Head Hen stands tall over her flock
Pecking Order is something that is established through sheer confrontation. It can be messy, mean and in some cases even fatal to birds. Roosters in a flock, for the most part, take the lead role. This leaves the hens to figure out their pecking order down from the rooster as head to the lowest lady on the totem pole.  Once pecking order is established the flock dynamic is usually settled until a new comer takes a place within the flock or someone is usurped from their leadership position.  This social hierarchy is what determines who eats first to who gets to roost at the highest point in a coop. There can even be egg box territories based on pecking order.

When there is no rooster to take the lead role, a hen is forced into the spot light of Head Chicken. She could be an older chicken or maybe just the largest or sassiest in your group. This Hen will take over the rooster duties of helping to find food in the yard to keeping an eye out for predators. I have read reports that some head hens will even attempt to crow after time and have been seen trying to mate with other hens.

The head hen is kept busy working to manage the flock. She is often too busy watching for predators and food scraps to even lay eggs. In multiple flock experience that I have had with no rooster, the head hen lays minimal eggs even if she is a breed known for being good layers. My first head hen was a Buff Orpington and she only laid once a week at most. Next, I had a Black Australorp and she too almost completely stopped laying once she came to her position of power. I now have a young but large Blue Laced Red Wyandotte as head hen.  As a new addition, she took her place in my flock after a dog attack left  my Black Australorp dead. The BLRW became head hen after a bout of pecking order antics that helped reestablished flock dynamics. She also rarely lays now.   

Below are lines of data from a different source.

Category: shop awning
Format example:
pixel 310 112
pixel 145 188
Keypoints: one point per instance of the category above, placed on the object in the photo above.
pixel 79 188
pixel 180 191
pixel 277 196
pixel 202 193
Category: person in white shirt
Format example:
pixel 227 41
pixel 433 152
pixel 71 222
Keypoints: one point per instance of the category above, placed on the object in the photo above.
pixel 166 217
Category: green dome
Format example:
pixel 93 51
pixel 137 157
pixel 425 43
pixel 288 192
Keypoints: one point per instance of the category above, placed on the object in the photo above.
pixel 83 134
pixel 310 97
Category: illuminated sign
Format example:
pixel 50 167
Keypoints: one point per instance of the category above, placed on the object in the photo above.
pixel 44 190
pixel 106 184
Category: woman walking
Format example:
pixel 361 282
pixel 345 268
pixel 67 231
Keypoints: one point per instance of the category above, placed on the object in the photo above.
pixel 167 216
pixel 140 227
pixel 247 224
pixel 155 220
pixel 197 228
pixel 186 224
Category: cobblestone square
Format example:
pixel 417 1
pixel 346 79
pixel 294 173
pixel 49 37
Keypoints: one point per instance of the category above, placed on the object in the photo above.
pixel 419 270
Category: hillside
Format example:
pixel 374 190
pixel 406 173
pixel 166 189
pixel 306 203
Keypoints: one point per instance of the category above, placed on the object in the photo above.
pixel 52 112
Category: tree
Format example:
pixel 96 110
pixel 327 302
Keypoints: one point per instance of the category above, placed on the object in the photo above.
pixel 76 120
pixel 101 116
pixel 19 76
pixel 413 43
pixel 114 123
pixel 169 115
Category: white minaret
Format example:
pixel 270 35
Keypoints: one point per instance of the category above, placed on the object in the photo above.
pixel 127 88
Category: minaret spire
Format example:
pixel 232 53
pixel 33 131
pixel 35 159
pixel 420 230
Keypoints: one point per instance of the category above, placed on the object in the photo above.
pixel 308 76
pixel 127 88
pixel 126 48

Could this be only my experience? Maybe, but after speaking with many backyard chicken keepers as well as researching through online forums, I have come to the conclusion that without a rooster, a head hen will take the lead of the flock. She will act as manly as her fluffy hen butt will let her. She may even attempt to crow. A head hen instead of a rooster is not a problem per say. Roosters are not needed for a hen to lay an egg and let’s be honest those wonderful treasures are why we get into chicken keeping. It does, however, change a flock’s dynamics. It is also equally important that when choosing hens for a backyard flock, to choose layers who will compensate for the diminished laying of the lead hen.

If you are planning on starting a flock soon or adding to one you have, be sure to keep in mind that in a backyard situation, when you are limited to number of birds, to choose the best breeds for your goals of raising chicken whether it is for egg production or ornamental pets.